Secondo questo studio l’esposizione a lungo termine all’inquinamento atmosferico rende molto più vulnerabili al verificarsi degli esiti più gravi del Covid-19. Rafforzando quanto era stato affermato in uno studio riferito al coronavirus del 2003 https://ehjournal.biomedcentral.com/articles/10.1186/1476-069X-2-15 ,cioè che i malati di SARS che abitavano nelle regioni con qualità dell’aria peggiore presentavano un rischio di morte dell’84% più alto.
L’elevato livello di inquinamento cofattore dell’alto livello di mortalità nell’Italia del nord.
‘L’inquinamento atmosferico può essere considerato un co-fattore di mortalità SARS-CoV-2 nel Nord Italia?’ È il titolo del secondo studio https://doi.org/10.1016/j.envpol.2020.114465 condotto da un gruppo di ricercatori italiani dell’Università di Siena e della Aarhus University (Danimarca) che così termina: ‘Concludiamo che l’elevato livello di inquinamento nell’Italia settentrionale dovrebbe essere considerato un ulteriore cofattore dell’alto livello di mortalità registrato in quella zona’. L’inquinamento atmosferico, comprometterebbe la prima linea di difesa dell’organismo costituita dalle cellule epiteliali che rivestono le mucose e dal muco secreto dalle cellule caliciformi (goblet cells), delle vie aeree superiori. Così che all’arrivo delle particelle virali SARS-CoV-2 sulle superfici delle mucose respiratorie, la proteina spike avrebbe facilitato l’attracco, la fusione, l’ingresso e poi la replicazione della particella virale all’interno delle cellula. Alla morte cellulare, seguirebbe la liberazione di milioni di nuove particelle virali e la diffusione del virus nell’organismo.

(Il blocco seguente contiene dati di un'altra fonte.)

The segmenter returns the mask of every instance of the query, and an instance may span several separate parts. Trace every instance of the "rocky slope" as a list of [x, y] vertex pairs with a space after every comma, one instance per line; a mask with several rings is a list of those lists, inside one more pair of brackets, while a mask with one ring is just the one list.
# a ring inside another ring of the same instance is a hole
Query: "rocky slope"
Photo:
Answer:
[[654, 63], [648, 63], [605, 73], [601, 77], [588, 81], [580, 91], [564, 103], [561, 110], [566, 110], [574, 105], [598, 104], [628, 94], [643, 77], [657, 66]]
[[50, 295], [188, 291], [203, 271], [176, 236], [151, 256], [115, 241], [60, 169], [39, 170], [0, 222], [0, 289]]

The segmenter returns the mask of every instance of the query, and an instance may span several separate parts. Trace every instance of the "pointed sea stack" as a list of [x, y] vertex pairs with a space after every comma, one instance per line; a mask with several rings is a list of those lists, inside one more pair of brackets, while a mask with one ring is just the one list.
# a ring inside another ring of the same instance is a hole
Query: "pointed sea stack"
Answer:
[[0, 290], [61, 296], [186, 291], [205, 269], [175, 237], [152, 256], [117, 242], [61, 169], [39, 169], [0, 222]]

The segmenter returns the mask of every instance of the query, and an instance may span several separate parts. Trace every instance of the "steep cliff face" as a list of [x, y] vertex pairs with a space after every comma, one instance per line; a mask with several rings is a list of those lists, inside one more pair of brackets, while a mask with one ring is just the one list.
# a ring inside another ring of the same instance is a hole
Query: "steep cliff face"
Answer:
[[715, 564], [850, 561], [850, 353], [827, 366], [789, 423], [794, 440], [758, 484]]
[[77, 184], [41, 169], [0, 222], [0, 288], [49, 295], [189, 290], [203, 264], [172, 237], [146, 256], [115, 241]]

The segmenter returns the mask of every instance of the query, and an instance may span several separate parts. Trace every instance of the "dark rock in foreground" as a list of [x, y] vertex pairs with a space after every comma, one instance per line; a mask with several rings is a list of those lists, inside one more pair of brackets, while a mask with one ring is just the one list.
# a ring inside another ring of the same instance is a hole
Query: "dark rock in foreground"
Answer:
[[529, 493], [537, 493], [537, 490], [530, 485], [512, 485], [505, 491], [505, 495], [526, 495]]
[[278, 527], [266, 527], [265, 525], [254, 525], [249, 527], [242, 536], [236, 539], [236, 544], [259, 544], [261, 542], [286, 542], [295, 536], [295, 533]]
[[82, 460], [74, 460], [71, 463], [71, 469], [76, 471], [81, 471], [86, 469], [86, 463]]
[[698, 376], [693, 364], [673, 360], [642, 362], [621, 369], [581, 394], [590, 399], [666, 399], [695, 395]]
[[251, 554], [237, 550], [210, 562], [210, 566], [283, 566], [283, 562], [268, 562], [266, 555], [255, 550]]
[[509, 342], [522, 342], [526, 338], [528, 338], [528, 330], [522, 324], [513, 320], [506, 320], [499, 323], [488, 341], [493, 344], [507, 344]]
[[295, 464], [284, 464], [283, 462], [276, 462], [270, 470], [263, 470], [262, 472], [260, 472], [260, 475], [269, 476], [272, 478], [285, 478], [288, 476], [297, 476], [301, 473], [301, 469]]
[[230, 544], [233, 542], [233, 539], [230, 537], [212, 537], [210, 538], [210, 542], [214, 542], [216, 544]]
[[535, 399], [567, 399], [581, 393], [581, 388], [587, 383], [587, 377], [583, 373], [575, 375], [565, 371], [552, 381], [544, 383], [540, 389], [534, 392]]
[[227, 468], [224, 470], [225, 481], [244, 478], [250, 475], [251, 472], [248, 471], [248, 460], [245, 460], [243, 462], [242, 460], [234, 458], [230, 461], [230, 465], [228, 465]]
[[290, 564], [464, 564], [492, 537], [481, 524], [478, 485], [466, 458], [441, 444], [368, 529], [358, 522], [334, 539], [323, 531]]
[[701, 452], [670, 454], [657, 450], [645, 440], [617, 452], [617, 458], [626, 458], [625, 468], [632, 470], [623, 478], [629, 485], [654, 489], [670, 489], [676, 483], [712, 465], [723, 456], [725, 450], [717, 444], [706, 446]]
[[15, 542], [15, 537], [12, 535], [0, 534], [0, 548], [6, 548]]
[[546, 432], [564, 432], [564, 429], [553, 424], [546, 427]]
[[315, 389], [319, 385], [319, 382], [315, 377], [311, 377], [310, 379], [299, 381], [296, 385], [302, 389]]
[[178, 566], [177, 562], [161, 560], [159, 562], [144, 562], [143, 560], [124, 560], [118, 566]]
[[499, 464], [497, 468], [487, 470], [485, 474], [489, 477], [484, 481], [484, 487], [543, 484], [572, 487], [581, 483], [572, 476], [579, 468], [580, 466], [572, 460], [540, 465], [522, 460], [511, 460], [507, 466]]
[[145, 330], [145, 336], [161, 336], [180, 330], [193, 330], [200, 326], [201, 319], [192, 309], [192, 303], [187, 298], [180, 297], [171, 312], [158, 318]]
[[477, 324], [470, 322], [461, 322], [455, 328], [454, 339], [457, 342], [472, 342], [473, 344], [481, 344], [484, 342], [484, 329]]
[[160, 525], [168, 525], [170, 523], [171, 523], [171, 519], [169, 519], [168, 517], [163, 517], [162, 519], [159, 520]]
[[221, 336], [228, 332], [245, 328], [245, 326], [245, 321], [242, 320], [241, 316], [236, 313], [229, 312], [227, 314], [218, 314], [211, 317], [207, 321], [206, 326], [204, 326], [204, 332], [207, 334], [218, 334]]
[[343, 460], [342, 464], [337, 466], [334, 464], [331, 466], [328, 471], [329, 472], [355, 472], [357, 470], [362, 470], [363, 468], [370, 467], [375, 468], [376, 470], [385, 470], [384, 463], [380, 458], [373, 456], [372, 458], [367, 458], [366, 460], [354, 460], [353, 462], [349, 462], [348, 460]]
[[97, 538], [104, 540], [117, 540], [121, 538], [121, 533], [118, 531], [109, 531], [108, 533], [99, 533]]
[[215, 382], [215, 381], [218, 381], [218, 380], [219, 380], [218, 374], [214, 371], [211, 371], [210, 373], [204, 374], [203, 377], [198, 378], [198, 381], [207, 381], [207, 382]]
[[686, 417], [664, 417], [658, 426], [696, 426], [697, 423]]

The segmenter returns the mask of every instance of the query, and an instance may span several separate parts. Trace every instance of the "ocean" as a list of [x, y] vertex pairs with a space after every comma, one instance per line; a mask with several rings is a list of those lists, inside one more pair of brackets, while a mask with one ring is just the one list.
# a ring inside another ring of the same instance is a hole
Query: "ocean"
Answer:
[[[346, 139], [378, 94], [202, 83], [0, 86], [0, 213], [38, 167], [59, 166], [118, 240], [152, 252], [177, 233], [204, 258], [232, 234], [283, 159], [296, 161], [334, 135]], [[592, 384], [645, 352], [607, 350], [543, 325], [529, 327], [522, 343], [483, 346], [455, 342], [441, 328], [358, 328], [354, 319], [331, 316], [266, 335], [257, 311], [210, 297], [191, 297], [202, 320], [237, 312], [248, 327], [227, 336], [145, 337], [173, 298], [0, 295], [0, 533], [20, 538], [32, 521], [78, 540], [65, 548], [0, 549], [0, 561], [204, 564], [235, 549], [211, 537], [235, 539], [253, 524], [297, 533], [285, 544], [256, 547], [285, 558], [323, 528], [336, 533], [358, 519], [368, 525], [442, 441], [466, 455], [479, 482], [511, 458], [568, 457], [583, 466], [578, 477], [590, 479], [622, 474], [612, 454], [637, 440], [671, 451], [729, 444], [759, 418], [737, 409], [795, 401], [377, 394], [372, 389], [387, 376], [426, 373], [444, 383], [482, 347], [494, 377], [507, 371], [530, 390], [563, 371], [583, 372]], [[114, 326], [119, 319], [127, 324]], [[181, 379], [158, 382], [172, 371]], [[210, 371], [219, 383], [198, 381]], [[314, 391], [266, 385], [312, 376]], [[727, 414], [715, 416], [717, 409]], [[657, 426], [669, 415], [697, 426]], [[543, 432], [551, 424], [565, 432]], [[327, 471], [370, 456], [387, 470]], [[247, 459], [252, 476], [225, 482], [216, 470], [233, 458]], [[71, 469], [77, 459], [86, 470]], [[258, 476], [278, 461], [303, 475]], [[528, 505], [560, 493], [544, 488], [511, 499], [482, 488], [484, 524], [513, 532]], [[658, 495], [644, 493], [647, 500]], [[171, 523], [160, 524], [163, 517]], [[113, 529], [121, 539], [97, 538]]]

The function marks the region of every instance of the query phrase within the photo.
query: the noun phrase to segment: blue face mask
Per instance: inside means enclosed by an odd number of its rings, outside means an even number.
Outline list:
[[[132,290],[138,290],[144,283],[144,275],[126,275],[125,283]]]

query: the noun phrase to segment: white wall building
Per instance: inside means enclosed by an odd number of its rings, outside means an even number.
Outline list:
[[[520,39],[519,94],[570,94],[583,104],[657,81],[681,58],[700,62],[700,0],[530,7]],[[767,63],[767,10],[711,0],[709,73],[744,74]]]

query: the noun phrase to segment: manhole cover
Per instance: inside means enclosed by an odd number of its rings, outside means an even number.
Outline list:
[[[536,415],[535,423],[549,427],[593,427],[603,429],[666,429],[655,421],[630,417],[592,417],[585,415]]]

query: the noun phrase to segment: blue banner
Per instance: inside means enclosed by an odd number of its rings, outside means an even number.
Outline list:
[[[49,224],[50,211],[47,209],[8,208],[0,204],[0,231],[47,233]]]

Altri cofattori favorenti il surplus di letalità nel Nord Italia, sono:
a) la privatizzazione ed il progressivo indebolimento del Sistema sanitario nazionale, minato dall’aziendalizzazione e da decenni di politiche liberiste; b) la mancanza di una strategia seria di protezione degli operatori sanitari (sono già morti più di 100 medici e non è finita) e degli ospedali; c) la mancanza di corretta informazione (mascherine si, mascherino no) e di ricerca attiva dei casi (tamponi si, tamponi no); d) il tardivo lockdown del governo e) il diverso modo di riportare il numero di decessi e infezioni tra i vari paesi; f) la vecchiaia della popolazione italiana.
Un effetto positivo: l’aria è più pulita perchè calano gli ossidi di azoto
Le prime osservazioni dell’Agenzia europea per l’ambiente (AEA) e delle varie ARPA (Agenzia Regionale per la Protezione dell’Ambiente) concordano sul fatto che l’impatto della assenza di auto, sulla qualità dell’aria, è stato caratterizzato da un calo delle concentrazioni di biossido di azoto (NO2), ascrivibile al traffico veicolare, in particolare ai motori diesel.
Picchi di particolato transfrontaliero e di particolato secondario
L’effetto del particolato (PM) è più difficile da decifrare data la complessità della sua origine. In questo periodo si sono avute in tutta Italia impennate di particolato, riconducibili alla avvezione di polvere del deserto del Caucaso, o del Nord Africa. Mentre in Lombardia, nella Pianura padana in genere, è stata predominante la componente secondaria del particolato, costituita da nitrato e solfato di ammonio, proveniente dallo spandimento sul terreno dei liquami zootecnici degli allevamenti di bovini e di maiali. In Lombardia ce ne sono più di 4 milioni, di maiali. In Cina, che è il più grande produttore di maiali del pianeta, se ne stimano circa 440 milioni.